His leg slid against hers and relaxed. That simple contact sent her heart racing, but eased the tension in her shoulders.
“Thank you.” She set her coffee cup down and folded her hands together on the cool Formica.
“For what?”
“For this—the trip, the interest in my family.” Maybe he was interested in her royal roots, but a trip to Woodland, California, wasn’t about her so-called ties to some Russian nobility. It was about her parents. About the life she’d lived before they died and a past she’d nearly forgotten. “You didn’t have to do this. It’s not really going to help your business and I know that. So, thank you.”
He propped his chin against a fist and stared at her. His easy smile faded and his sharp blue eyes sobered. “Alyx, you’re a friend. All that other stuff aside—I like to think we are becoming friends. And I help my friends.”
His solemn gaze trapped her, and fear skittered up her spine. “Really?”
“Yeah, really. Look, Alyx?—”
Whatever else he might have said was interrupted by the waffles. Her eyes grew at the sight of the strawberries and whipped cream piled on top of his, all but hiding it from sight.
“Wow.” Hers came with a mini scoop of butter in the center and a little pitcher of syrup. Her stomach let out a growl and it seemed she was hungrier than she thought.
His expression hardened briefly, as though irritated by the interruption, but it smoothed away and his relaxed smile returned. “Yes, it looks like dessert—I’d think a woman would appreciate dessert before dinner.” He scooped up a forkful of the decadent breakfast and held it out to her temptingly. “You sure you don’t want to try it?”
She wasn’t sure who was more surprised when she opened her mouth and took the bite. If the tart and sweet mixture of waffle, fruit and sweet cream didn’t mingle on her tongue in an explosively sensual tease of her palate, the delighted smile softening the hard glint in his eyes would have. “Mmm—fantastic.”

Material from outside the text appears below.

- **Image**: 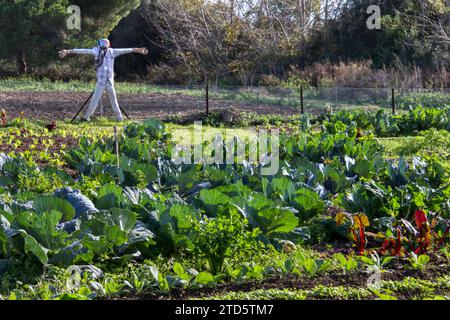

“I told you.” He cut himself another bite and she couldn’t help but watch his tongue as he caught a bit of whipped cream that escaped across his lips. “Want more?”
Her imagination must have run away from reality, because the loaded question seemed to hint beyond the offer of another bite. Catching her lower lip in her teeth, she shook her head slowly. “No, thank you.”
Disappointment dimmed his smile, but only for a moment. He slipped another forkful past his lips.
She envied that fork.
Get a grip,she ordered herself and forced her gaze to her own breakfast and cut into it with only a sliver of the interest she’d experienced watching him eat.Friends is one thing. I can do friends. We can be friends.